Temporal confounds are everywhere. Year fixed effects help us separate the effects of our variables from broader historical trends. Without these controls, we might attribute to democracy or development effects that really reflect global changes in conflict patterns.
Causal identification is hard. Simply including control variables doesn’t solve the problem of confounding. Modern research increasingly relies on natural experiments, instrumental variables, and other identification strategies that go beyond the standard regression approach.
Robustness matters. Findings that depend critically on specific modeling choices or sample restrictions should be viewed with skepticism. Robust results survive multiple reasonable specifications.
Looking Ahead: Modern Causal Identification
While this module focused on improving traditional regression approaches, contemporary conflict research increasingly employs more sophisticated identification strategies:
Instrumental variables for democracy (e.g., using regional democratization waves)
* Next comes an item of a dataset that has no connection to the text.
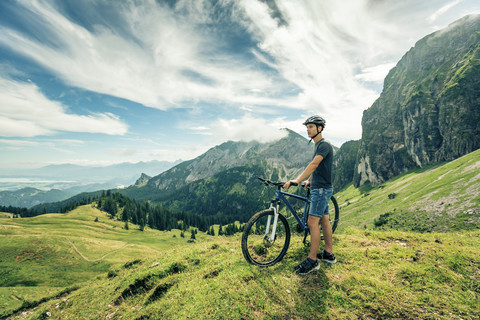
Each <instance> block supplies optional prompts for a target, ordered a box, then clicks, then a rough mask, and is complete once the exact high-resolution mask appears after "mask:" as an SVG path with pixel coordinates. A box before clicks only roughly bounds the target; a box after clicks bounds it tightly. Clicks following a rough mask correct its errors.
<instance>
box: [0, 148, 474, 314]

Regression discontinuity designs around arbitrary thresholds
Difference-in-differences approaches comparing similar countries before/after policy changes
Natural experiments exploiting random variation in treatment assignment
These approaches represent the cutting edge of empirical research and will be covered in advanced econometrics courses. But the foundations we’ve built here—understanding panel data, clustering, and the challenges of causal inference—prepare you for these more sophisticated methods.
Summary
Twenty years after Fearon and Laitin’s influential study, we would approach the same research question with greater appreciation for the complexities of panel data and causal identification. While their core insights about the importance of state capacity, terrain, and economic development remain influential, modern methods reveal greater uncertainty around specific estimates and highlight the challenges of making causal claims from observational data.
This evolution reflects the broader maturation of empirical social science. As our methods become more sophisticated, we become more humble about what we can conclude from correlational evidence—but also more creative about finding ways to identify causal relationships in complex social phenomena.